Thirteen years after a California Supreme sentenced a native of Long Beach, California, Cole Wilkins, to 16 years to life imprisonment, he is a free man. He received the news of his freedom on Tuesday, March 10th, while sitting in Harbor Justice Center, Newport Beach.
Wilkins was serving the sentence of a second-degree murder conviction for causing the accident that killed a Los Angeles County Sheriff’s deputy, David Piquette. The accident occurred in July 2006 on the 91 Freeway in Anaheim.
The police report at the time showed that Piquette was driving to work when a stove fell off the pickup truck Wilkins was driving. The latter had stolen the item and other household goods from a construction site in Riverside County.
The deceased tried to avoid the stove and ended up crashing his car into a cement truck. He died at the scene of the accident from his wounds, and other motorists alerted Wilkins to the accident he set in motion.
The man was later arrested, charged and convicted of first-degree murder.
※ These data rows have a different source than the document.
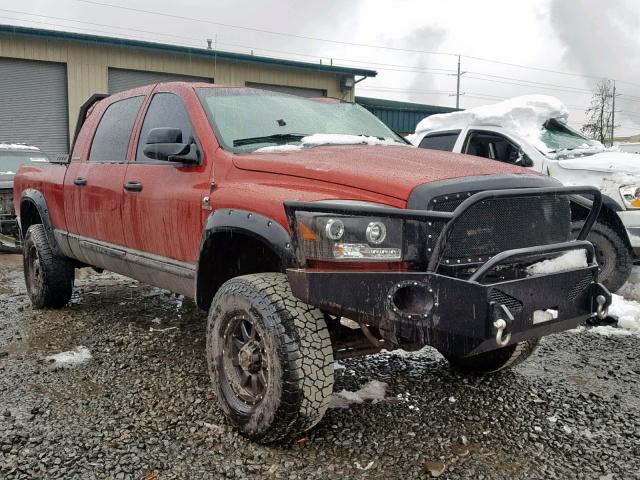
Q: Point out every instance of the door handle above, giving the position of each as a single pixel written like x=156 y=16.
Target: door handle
x=133 y=186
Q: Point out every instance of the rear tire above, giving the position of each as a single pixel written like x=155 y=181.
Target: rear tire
x=612 y=254
x=49 y=277
x=270 y=357
x=494 y=360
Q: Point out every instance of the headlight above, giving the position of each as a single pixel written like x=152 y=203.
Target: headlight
x=323 y=236
x=631 y=196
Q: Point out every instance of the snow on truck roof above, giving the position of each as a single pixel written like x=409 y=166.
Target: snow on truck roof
x=524 y=115
x=18 y=146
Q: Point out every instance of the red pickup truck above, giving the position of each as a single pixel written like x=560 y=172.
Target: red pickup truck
x=310 y=231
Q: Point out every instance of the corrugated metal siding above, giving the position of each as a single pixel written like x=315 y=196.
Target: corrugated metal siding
x=88 y=64
x=299 y=91
x=121 y=79
x=33 y=104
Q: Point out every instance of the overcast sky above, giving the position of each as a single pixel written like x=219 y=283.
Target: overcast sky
x=582 y=37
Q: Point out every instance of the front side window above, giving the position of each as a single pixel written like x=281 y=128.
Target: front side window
x=559 y=136
x=11 y=161
x=495 y=147
x=166 y=110
x=246 y=119
x=111 y=141
x=440 y=141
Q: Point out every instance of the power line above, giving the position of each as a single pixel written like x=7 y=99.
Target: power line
x=342 y=42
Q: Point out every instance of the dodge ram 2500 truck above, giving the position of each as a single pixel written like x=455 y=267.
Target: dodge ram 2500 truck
x=310 y=232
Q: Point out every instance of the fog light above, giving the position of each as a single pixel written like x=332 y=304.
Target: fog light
x=334 y=229
x=376 y=232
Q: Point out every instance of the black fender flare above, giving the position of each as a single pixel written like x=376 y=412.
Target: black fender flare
x=36 y=198
x=262 y=228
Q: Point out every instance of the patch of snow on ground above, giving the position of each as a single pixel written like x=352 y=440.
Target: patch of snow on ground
x=373 y=390
x=567 y=261
x=77 y=356
x=523 y=115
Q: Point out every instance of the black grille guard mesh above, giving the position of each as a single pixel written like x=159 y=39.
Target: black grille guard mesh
x=481 y=202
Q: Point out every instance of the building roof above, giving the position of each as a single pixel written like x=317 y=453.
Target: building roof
x=384 y=104
x=177 y=49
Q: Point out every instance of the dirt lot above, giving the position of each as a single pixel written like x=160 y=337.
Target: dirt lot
x=141 y=406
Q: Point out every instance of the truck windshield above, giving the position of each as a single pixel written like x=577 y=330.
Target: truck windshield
x=247 y=119
x=559 y=136
x=10 y=161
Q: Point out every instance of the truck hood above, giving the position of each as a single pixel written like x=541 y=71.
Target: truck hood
x=6 y=180
x=389 y=170
x=611 y=162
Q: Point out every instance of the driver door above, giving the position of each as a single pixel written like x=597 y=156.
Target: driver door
x=162 y=207
x=495 y=147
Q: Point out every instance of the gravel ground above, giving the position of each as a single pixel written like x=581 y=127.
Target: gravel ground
x=142 y=407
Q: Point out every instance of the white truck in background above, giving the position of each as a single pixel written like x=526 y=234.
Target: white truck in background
x=532 y=131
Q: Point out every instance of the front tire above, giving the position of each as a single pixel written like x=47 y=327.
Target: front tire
x=49 y=277
x=494 y=360
x=612 y=253
x=270 y=357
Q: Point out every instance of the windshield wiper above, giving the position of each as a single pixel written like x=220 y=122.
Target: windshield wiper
x=275 y=138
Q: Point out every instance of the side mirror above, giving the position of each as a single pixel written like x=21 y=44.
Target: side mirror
x=166 y=144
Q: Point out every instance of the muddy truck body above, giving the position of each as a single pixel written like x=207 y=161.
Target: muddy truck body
x=310 y=232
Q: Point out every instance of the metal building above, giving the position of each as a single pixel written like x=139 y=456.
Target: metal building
x=400 y=116
x=45 y=76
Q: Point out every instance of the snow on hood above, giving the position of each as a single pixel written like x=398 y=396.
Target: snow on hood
x=605 y=162
x=523 y=115
x=319 y=139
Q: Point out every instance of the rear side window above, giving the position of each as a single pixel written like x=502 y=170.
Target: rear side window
x=112 y=136
x=440 y=141
x=165 y=110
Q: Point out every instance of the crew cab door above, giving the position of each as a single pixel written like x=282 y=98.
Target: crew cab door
x=163 y=200
x=496 y=146
x=94 y=179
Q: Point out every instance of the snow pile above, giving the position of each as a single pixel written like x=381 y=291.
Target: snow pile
x=77 y=356
x=567 y=261
x=523 y=115
x=319 y=139
x=372 y=390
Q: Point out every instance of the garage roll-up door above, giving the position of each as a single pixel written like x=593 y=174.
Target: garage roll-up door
x=120 y=79
x=299 y=91
x=33 y=104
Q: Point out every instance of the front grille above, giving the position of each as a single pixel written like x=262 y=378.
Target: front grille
x=495 y=225
x=6 y=202
x=498 y=296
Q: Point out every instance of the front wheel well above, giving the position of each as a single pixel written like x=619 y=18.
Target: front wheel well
x=607 y=216
x=29 y=215
x=228 y=254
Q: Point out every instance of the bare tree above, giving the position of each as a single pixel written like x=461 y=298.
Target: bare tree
x=598 y=125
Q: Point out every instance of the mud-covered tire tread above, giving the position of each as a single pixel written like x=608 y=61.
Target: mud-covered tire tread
x=494 y=360
x=624 y=258
x=57 y=271
x=304 y=350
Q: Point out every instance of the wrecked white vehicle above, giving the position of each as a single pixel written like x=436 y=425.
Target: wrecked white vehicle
x=532 y=131
x=12 y=157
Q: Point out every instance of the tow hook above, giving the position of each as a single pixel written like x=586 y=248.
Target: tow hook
x=602 y=310
x=602 y=297
x=502 y=321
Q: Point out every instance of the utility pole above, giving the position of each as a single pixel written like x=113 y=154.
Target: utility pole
x=458 y=85
x=458 y=93
x=613 y=112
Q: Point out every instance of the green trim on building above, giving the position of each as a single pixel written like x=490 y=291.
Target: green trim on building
x=176 y=49
x=400 y=116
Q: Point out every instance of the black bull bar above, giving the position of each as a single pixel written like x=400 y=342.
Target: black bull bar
x=459 y=316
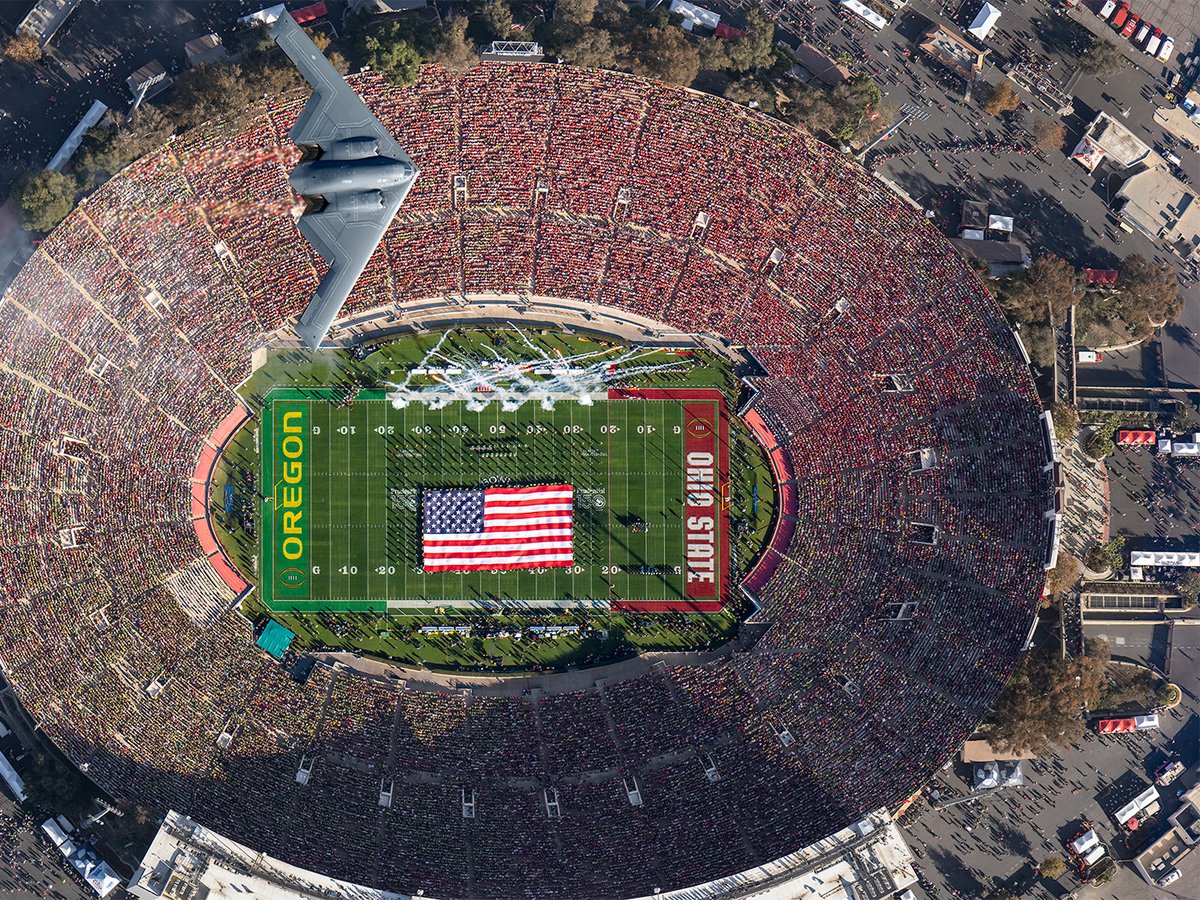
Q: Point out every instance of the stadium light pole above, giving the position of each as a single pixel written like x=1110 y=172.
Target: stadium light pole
x=907 y=113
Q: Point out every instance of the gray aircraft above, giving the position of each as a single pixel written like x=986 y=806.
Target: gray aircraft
x=353 y=178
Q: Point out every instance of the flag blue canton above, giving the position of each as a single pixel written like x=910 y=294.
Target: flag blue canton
x=454 y=511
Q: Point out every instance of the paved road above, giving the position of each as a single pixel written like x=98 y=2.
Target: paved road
x=1155 y=499
x=1059 y=207
x=995 y=840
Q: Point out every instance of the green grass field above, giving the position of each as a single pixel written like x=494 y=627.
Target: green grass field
x=363 y=467
x=393 y=631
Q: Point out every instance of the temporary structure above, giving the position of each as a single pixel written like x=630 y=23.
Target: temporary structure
x=984 y=22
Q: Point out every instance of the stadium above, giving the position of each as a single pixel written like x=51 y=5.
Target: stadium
x=898 y=583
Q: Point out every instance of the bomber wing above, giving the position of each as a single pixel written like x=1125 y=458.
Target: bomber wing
x=334 y=112
x=346 y=240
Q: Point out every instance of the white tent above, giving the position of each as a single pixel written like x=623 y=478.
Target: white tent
x=984 y=22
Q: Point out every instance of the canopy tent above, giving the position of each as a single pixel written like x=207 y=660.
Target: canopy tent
x=1137 y=436
x=275 y=639
x=984 y=22
x=1085 y=841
It was reduced to second-degree murder, and in January, a three-person panel of 4th District Court of Appeal, sitting in Santa Ana, set aside the conviction as the evidence of the case did not support it.
Wilkins attorney, Sara Ross, with the Orange County Public Defender Office, uncovered new evidence that led to the decision. It turned out that a California Highway Patrol supervisor destroyed the original field report of the case that seemed to blame the deceased for the accident.
Wilkins was retried for manslaughter and sentenced to four years. The court then considered the number of years the man has spent in prison and released him on parole.